Jeszcze żyjemy, jak żyje człowiek.
Jeszcze nam plany chodzą po głowie
i próbujemy innych zrozumieć,
na ile człowiek rozumieć umie.
A tam na gwiazdach zmiany biegunów.
Gamma rozbłyski innych rozumów.
Ciemna materia, promieniowanie
i wszystko boskie, jak my - Ziemianie.
Jeszcze żyjemy. Jeszcze tworzymy.
Jeszcze w przestrzeni bezmiar gonimy
na galaktycznej czasu spirali,
ciekawi tego, co jest w oddali.
To, co jest obok i co się zmienia,
nie ma wielkiego dla nas znaczenia,
bo na nic wokół, wpływu nie mamy,
z małym wyjątkiem, gdy wybieramy.
Potem już wszyscy - młodsi i starsi,
przez ziemską władzę trzymani w garści,
oczy wznosimy w nieba przestworze,
czy palec boży nam dopomoże.
Jeszcze myślimy. Jeszcze żyjemy.
Powstał już Matrix, inne systemy.
Jest paragrafów więcej niż ludzi.
Pora się chyba ze snu wybudzić.
Komentarze (9)
Z przyjemnoscia czytam :) Sugestywnie:)
Mbsz - czytelny przekaz. Ostatnia strofa.

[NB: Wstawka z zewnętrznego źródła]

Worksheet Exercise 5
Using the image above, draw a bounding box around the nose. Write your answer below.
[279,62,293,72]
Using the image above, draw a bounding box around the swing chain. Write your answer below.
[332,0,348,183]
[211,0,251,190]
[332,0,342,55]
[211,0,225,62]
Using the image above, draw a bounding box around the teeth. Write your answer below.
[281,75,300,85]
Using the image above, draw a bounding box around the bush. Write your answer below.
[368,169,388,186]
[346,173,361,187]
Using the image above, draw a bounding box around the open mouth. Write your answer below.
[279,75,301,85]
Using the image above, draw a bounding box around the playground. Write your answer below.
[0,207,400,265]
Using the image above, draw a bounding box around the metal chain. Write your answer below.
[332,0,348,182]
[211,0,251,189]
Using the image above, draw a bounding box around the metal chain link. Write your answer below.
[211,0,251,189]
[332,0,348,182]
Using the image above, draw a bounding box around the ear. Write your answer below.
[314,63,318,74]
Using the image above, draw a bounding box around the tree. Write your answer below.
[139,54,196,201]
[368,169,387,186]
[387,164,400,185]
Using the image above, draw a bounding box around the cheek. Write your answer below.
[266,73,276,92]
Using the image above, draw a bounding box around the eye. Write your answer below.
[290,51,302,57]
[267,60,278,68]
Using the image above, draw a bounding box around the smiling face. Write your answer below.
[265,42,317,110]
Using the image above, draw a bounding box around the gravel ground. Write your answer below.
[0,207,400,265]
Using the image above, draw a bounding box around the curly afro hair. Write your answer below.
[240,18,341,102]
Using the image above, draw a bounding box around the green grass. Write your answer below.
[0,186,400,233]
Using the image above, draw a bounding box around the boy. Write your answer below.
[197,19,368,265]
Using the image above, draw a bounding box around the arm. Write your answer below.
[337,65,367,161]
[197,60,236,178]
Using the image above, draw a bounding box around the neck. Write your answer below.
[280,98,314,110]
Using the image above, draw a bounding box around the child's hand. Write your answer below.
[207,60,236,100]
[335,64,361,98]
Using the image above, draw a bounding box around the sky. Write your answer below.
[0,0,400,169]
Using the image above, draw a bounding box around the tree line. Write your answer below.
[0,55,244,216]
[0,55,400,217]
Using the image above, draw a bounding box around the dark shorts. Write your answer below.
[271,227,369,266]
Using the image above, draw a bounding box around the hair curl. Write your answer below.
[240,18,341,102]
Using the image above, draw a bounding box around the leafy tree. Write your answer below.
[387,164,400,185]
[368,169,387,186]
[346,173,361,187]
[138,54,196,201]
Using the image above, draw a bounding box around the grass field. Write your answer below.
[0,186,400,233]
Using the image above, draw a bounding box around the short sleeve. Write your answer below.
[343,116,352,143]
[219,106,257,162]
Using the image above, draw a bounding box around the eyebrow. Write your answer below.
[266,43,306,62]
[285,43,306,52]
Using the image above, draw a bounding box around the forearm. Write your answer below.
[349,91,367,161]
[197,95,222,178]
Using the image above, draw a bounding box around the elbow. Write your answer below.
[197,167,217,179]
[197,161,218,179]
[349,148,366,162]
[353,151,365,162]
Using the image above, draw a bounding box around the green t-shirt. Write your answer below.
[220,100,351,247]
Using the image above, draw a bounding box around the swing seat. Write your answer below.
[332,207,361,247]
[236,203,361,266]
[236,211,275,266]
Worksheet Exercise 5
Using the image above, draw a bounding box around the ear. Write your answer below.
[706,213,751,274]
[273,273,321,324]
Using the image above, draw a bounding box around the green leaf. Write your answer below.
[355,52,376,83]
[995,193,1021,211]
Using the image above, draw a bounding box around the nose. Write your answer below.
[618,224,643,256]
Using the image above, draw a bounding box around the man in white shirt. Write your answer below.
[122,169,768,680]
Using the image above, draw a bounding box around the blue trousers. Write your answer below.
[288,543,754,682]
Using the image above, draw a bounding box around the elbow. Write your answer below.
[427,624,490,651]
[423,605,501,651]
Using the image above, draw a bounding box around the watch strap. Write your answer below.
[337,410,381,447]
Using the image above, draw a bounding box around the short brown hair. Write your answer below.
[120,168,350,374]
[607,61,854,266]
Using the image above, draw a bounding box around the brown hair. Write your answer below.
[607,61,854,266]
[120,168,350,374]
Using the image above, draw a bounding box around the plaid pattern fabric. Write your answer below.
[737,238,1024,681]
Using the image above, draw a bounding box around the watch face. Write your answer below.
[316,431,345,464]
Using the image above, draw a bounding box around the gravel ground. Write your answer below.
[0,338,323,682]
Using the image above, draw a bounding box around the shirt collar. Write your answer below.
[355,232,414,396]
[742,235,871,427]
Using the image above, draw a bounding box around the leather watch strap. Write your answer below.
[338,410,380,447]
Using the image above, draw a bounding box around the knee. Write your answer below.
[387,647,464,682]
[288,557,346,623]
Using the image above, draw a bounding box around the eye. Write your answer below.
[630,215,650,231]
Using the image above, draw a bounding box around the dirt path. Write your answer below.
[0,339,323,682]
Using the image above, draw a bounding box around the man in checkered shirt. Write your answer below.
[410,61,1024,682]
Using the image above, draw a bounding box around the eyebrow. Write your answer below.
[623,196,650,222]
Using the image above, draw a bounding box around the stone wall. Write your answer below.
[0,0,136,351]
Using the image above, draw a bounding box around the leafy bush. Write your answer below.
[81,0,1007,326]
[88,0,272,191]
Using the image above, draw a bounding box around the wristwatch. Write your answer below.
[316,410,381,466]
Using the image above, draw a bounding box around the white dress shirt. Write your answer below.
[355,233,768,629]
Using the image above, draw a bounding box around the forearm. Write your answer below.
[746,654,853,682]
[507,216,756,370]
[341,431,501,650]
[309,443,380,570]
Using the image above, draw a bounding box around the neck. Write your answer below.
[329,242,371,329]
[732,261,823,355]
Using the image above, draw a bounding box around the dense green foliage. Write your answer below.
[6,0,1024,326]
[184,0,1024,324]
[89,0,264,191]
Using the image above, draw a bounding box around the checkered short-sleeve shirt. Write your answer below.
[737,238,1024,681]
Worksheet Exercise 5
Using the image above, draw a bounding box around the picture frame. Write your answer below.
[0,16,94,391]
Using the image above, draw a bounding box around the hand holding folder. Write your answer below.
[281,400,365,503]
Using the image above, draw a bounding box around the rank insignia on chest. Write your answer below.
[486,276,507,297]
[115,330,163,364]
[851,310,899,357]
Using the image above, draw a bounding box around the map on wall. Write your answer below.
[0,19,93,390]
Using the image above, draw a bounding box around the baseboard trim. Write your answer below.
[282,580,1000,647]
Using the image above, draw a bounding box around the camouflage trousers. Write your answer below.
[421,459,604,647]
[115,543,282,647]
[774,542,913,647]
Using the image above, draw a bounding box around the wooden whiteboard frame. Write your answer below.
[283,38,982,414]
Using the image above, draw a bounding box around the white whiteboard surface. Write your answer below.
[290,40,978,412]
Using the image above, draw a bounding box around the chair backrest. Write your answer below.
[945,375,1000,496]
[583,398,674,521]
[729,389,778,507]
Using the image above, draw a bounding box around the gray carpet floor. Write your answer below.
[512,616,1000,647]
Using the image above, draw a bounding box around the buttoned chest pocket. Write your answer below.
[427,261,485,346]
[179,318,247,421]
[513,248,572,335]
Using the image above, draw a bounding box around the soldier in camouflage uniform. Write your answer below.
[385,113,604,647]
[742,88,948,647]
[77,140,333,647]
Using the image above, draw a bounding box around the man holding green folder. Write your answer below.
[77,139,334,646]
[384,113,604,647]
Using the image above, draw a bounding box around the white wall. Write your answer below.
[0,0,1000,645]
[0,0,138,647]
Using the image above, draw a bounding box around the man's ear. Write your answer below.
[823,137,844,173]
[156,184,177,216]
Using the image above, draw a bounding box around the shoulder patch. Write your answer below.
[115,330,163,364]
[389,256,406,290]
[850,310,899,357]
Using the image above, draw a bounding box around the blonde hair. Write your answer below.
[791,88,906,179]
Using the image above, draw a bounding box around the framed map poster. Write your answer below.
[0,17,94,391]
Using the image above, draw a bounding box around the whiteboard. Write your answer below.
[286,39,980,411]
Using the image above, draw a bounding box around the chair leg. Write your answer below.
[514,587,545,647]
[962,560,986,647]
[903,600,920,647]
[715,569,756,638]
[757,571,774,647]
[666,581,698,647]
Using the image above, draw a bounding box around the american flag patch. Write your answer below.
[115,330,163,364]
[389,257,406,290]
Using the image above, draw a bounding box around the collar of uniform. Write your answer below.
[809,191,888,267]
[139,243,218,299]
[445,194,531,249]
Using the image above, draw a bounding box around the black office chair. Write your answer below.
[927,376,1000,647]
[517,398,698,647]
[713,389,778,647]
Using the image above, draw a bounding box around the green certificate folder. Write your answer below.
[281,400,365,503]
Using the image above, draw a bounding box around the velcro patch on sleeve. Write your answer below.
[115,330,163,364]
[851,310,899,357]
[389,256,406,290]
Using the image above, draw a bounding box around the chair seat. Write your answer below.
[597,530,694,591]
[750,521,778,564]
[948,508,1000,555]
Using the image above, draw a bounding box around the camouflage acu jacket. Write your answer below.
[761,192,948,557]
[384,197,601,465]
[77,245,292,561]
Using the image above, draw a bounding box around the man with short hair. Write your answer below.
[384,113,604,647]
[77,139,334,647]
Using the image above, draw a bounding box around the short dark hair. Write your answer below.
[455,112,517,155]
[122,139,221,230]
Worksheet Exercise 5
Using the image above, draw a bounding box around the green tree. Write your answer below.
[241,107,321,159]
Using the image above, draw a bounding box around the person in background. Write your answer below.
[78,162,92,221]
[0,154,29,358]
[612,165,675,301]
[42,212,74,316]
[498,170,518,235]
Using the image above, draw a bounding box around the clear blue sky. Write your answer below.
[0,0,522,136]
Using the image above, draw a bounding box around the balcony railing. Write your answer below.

badamy, zachwycamy się obcymi galaktykami a nie
widzimy potrzebujących obok
Jeszcze, tylko jsk długo człowiet wytrzyma tak dalej
wegeyować...pozdrawiam serdecznie, +
Tak, czas najwyższy się obudzić :) Pozdrawiam
serdecznie i daję plusik +++
Oj pora pora:)
puenta super,i cały wiersz,,pozdrawiam :)
A może być to wszystko w realu ładny nie z tej Ziemi
wierszyk Pozdrawiam
Póki żyjemy to o lepsze jutro walczymy.